Aux Etats-Unis aussi, il y a une union de fait de tous les fatigués de l'impérialisme, (dont beaucoup ont voté pour Trump et sont souvent déçus aujourd'hui), qui comprend une partie de la gauche radicale ainsi que la droite libertarienne (Ron Paul et Justin Raimundo du site antiwar.com) et les paléo-conservateurs comme Pat Buchanan.
Une certaine police de la pensée qualifie cette dernière alliance gauche-droite de «rassemblement des extrêmes» si pas de «rouges-bruns». En réalité, il n'y a aujourd'hui ni rouges ni bruns (au sens historique du terme) et que peut-on trouver de plus extrême qu'une attaque militaire contre un pays qui ne nous menace en rien ?
En fait, dès qu'il s'agit d'indépendance nationale, il y a toujours des alliances gauche-droite dans les deux camps : à la fois dans la collaboration et dans la résistance pendant la guerre par exemple, mais aussi lors de la campagne du référendum de 2005 ou lors du Brexit. Ce ne sont pas les épithètes qui vont permettre de trancher le débat.
Et maintenant que va-t-il se passer ? Si les frappes qui, semble-t-il, n'ont pas fait beaucoup de dégâts, s'arrêtent, toute l'opération aura été un coup d'épée dans l'eau. Rien n'aura changé dans les rapports de force sur le terrain et la déroute des rebelles se poursuivra. Mais la dignité de la France se trouvera considérablement diminuée, et pour longtemps.
Cependant, il y a une autre victime collatérale de cette aventure : la rationalité, du moins en Occident. «On» (c'est-à-dire la presse et l'immense majorité de la classe politique) nous demande de croire à l'implication russe dans l'affaire Skripal, dont on n'a aucune preuve et qui est extrêmement peu plausible : pourquoi diable aller tenter de tuer un ex-espion qui ne représente plus rien, peu avant des élections et le Mondial de football (de façon à discréditer ces deux événements) avec un poison qui permet d'accuser la Russie et qui en plus laisse les victimes vivantes ?
L'affaire Skripal n'est pas close et voila que les mêmes nous demandent de croire à la responsabilité du gouvernement syrien dans un usage de gaz toxique dans une région que l'armée syrienne a depuis entièrement reconquise.

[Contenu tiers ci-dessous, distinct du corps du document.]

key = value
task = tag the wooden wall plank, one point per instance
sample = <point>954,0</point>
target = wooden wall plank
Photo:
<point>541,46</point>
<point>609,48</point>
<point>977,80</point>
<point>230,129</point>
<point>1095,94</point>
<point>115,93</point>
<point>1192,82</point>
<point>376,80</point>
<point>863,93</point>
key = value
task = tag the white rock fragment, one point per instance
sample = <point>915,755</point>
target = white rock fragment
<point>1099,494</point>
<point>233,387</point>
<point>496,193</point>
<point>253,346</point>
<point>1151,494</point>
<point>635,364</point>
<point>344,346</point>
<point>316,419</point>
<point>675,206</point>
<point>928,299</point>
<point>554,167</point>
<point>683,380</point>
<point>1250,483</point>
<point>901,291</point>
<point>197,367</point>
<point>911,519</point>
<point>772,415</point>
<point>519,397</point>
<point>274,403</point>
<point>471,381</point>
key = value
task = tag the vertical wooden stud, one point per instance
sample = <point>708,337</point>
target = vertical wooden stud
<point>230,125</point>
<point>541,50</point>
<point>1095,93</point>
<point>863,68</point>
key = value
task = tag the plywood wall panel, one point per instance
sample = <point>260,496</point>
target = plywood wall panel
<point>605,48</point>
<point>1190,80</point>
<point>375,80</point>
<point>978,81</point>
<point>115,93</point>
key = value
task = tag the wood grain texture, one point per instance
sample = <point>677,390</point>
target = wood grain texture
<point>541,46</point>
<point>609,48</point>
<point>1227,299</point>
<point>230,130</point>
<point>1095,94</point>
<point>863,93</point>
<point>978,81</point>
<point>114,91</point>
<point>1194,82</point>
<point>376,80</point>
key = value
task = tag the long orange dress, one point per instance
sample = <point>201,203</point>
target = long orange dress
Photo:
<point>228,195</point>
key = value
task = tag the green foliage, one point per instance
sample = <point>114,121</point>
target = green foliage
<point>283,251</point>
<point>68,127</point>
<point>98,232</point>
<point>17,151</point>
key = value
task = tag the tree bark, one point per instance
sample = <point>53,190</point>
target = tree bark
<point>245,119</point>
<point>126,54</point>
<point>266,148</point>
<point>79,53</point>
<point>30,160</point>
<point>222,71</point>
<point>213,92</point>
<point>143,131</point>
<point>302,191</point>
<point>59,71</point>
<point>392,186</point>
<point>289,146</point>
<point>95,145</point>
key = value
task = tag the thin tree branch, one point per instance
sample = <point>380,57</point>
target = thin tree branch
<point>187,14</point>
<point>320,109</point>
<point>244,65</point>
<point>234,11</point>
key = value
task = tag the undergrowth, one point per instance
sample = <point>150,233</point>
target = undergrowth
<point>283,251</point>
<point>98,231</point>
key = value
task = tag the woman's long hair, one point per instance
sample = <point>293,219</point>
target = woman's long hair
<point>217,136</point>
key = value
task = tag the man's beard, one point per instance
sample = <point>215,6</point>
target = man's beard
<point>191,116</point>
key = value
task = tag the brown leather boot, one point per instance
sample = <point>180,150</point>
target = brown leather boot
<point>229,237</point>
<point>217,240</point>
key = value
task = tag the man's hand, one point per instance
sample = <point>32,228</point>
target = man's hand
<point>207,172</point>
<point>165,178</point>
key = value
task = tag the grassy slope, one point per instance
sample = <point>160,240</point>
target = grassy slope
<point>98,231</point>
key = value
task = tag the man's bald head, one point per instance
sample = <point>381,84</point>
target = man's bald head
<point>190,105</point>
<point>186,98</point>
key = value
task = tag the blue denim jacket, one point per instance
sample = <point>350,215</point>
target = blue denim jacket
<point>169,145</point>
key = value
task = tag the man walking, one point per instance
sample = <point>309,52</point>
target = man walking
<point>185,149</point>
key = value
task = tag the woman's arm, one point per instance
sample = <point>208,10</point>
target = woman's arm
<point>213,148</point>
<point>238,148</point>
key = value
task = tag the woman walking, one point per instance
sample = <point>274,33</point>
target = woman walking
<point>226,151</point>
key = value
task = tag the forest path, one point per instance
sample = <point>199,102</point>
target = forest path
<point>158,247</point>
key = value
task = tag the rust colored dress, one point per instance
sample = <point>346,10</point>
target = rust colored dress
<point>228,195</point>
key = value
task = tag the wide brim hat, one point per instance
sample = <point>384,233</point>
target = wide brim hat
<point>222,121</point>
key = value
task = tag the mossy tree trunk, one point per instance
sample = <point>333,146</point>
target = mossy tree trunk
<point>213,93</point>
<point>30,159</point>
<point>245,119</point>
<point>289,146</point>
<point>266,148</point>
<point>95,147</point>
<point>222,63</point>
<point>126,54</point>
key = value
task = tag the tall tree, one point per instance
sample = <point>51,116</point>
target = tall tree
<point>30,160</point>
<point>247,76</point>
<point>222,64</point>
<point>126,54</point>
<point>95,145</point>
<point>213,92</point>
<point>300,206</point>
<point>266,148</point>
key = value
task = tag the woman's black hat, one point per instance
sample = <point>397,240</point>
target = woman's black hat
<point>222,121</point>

A nouveau, aucune preuve et aucune plausibilité.
Ensuite, on bombarde au moment même où les inspecteurs de l'organisation pour l'interdiction des armes chimiques arrivent en Syrie pour enquêter. Ce qui veut dire qu'on se moque éperdument non seulement du droit international (les bombardements n'ayant aucune base légale) mais même de la possibilité d'une enquête objective.
Finalement, on nous demande de croire qu'on a détruit les usines d'armement chimique en Syrie (en partie, parce qu'il faut prétendre qu'il en reste pour de nouveaux prétextes) sans causer de pollution massive et létale.
Déjà, l'implication russe dans l'élection américaine de 2016 relevait du conte de fée, mais ici on tombe dans l'irrationalité la plus complète. Ce qui a fait la force de l'Occident dans le passé était en partie due à l'adhésion à la rationalité et à la science. Ce qui nous menace le plus aujourd'hui, ce ne sont pas nos ennemis extérieurs réels ou imaginaires (Russie, Chine, Iran, islam, populisme) mais l'auto-destruction que nous nous infligeons en sapant ces deux fondements de la civilisation. A nouveau, sauver ce qu'il en reste est bien plus profond que l'opposition gauche-droite.
Et pour ce qui est de l'indépendance de la France, il reste à espérer que le peuple français sera capable de se révolter contre l’humiliation que lui imposent ses dirigeants.